Going back to struct load_command. Looking at it from the perspective of trying to parse Mach-O’s having a constant format for the first 8 bytes of each Load Command makes detecting and parsing them easier. The following is an example of how we can parse a command, using LC_MAIN as an example. The code is based off XNU’s loader.h rather than libhelper.

...
    // Offset of the load commands from the base of the file.
    uint32_t offset = sizeof (mach_header_t);

    // Loop round each load command.
    for (int i = 0; i < header->ncmds; i++) {

        // Create a base load command, alloc and copy bytes
        struct load_command *lc = malloc (sizeof (struct load_command));
        memset (lc, '\0', sizeof (struct load_command));
        memcpy (lc, data + offset, sizeof (struct load_command));

        // Verify the copy worked
        if (!lc) return NULL;

        // Here you would check the type of command.
        ...
        if (lc->cmd == LC_MAIN) {

            // Create the command type
            struct entry_point_command *lc_main = malloc (lc->cmdsize);
            memset (lc_main, '\0', lc->cmdsize);

            // Now copy the data
            memcpy (lc_main, data + offset, lc->cmdsize);

            // We can now do as we please with the data.

        }
        ...

        // Increment the offset by the size of the current command
        offset += lc->cmdsize;
    }

If you are interested in learning more about the different types of Load Commands, you can either checkout EXTERNAL_HEADERS/mach-o/loader.h in the XNU sources, or include/libhelper-macho/macho-command-types.h from Libhelper.

Segment Commands

Going back to Segment Commands, the first couple of Load Commands in a Mach-O are either LC_SEGMENT for 32-bit, or LC_SEGMENT_64 for 64-bit. These define an object files Segments.

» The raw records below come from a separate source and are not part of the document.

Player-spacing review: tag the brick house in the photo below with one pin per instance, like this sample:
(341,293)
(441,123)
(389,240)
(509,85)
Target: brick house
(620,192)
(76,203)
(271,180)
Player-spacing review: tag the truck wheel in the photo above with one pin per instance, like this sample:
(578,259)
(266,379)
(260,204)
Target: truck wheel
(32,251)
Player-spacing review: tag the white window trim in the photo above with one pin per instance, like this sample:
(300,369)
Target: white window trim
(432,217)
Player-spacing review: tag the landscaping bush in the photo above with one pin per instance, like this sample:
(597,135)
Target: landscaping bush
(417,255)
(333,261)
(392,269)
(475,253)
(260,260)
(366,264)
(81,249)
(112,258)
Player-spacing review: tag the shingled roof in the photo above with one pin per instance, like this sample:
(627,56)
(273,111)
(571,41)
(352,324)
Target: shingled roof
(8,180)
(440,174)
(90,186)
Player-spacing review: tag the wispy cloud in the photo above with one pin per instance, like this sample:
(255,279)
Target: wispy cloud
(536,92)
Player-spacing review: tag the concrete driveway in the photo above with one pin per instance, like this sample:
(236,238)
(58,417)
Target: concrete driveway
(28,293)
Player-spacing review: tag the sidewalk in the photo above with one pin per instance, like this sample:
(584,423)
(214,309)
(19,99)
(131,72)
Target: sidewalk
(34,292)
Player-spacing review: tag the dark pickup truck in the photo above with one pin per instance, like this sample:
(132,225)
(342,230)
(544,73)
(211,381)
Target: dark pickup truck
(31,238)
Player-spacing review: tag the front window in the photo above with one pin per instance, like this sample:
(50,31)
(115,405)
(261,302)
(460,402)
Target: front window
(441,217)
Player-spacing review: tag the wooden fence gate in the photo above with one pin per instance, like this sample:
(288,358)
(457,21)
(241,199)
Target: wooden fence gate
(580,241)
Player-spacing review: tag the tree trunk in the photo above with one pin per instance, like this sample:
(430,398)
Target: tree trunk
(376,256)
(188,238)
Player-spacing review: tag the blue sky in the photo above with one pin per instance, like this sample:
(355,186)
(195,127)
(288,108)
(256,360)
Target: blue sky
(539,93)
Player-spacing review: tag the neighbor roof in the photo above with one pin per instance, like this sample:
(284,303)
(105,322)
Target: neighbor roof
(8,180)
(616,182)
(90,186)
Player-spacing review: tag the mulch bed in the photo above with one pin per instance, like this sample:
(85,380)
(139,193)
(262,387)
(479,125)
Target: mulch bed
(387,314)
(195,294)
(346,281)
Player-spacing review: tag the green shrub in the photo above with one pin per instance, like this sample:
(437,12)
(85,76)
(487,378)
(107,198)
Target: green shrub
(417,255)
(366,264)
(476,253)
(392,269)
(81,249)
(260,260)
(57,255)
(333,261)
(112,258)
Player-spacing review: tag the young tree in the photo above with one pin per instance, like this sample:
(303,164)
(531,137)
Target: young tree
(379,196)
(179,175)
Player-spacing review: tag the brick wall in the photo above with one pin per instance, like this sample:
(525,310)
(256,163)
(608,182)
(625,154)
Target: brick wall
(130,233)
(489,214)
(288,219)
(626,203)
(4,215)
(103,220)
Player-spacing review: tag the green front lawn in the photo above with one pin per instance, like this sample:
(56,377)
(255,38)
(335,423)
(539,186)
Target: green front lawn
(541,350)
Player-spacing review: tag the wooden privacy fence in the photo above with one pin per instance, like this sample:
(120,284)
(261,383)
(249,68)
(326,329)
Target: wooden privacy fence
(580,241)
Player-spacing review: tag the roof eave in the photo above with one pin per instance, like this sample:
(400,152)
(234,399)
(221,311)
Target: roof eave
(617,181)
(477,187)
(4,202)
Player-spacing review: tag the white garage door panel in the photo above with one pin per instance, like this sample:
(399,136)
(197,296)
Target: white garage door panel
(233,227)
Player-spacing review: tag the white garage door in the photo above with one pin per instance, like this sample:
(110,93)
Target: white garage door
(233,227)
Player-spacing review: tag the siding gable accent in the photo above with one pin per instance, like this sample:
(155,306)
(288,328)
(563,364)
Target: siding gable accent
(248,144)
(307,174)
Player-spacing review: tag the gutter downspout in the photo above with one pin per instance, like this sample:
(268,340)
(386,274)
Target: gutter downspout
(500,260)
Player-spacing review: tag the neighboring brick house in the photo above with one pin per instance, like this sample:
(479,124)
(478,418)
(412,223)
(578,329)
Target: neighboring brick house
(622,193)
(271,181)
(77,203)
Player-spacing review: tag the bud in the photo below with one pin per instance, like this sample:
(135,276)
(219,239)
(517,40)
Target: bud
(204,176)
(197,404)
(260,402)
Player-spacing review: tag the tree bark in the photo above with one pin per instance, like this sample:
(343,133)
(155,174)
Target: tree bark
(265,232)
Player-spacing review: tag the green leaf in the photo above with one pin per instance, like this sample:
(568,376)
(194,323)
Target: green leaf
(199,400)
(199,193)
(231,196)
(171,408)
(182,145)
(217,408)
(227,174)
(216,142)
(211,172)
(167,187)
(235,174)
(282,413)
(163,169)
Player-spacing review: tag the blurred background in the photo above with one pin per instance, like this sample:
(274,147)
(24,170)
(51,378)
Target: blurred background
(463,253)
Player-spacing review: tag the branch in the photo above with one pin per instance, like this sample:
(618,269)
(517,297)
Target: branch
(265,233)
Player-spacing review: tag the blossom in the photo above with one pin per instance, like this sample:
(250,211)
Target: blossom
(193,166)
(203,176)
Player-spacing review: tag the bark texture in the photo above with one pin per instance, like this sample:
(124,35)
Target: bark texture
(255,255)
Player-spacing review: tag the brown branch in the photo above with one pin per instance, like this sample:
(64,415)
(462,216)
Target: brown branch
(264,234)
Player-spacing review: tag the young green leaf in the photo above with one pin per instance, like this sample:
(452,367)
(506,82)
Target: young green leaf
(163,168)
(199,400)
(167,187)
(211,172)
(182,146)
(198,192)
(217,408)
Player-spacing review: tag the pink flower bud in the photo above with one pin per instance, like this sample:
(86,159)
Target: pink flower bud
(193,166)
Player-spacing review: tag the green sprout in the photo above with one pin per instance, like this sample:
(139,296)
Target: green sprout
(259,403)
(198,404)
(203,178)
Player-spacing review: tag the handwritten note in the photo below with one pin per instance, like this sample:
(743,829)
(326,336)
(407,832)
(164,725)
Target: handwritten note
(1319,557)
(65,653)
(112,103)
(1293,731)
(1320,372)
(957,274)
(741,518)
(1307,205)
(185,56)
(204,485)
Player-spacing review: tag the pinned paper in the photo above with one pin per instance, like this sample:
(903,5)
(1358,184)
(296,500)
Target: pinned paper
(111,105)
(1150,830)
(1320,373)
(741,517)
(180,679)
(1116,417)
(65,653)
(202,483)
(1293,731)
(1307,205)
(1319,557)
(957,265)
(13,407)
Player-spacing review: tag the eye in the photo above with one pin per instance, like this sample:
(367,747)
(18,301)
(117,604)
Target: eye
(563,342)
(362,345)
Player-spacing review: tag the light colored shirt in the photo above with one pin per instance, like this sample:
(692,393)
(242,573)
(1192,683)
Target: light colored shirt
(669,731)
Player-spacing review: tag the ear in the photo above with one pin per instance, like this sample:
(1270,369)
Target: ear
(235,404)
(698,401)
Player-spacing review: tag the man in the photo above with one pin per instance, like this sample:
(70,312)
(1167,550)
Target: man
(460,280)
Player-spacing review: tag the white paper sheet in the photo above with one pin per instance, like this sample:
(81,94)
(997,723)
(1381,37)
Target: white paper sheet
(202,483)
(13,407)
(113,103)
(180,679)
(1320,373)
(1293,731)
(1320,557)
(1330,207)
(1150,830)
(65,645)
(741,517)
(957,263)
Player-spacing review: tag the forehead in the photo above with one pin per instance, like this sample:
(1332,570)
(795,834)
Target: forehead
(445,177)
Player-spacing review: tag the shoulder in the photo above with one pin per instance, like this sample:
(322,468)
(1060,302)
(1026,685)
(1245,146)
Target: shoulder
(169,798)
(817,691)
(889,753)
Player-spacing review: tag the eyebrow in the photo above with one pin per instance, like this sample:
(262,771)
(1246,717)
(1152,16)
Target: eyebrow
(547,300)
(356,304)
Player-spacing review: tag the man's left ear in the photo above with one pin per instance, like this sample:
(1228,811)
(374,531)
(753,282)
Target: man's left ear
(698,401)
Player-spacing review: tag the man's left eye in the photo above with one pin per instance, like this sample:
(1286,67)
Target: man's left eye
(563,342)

If you are unfamiliar with how object files work, you have a number of these segments. The __TEXT segment contains the instructions that will be executed by the CPU, and the __DATA segment contains both static local variables and global variables. These are both standard, however you may find additional segments such as __PAGEZERO and __LINKEDIT, and in XNU Kernelcaches, you’ll get even more funky segment names like __PRELINK_INFO and __LAST.

Segments are further divided into sections, so for example you’ll find __cstring in the __TEXT segment, formatted as __TEXT.__cstring, as a common one.

The Segment Commands in a Mach-O define what regions of the binary data should be mapped into memory as what. So looking at the segment_command_64 struct, there’s the segments name as segname, but then we have two sets of address/sizes.

The vmaddr and vmsize define the virtual memory address and size for this segment And fileoff with filesize for the segments location and size within the file. maxprot and initprot define virtual memory protection for the segment in memory, so this may prevent it from being both writable and executable at the same time. Finally is the flags, which are just a way of giving the Kernel options for loading the segment into memory.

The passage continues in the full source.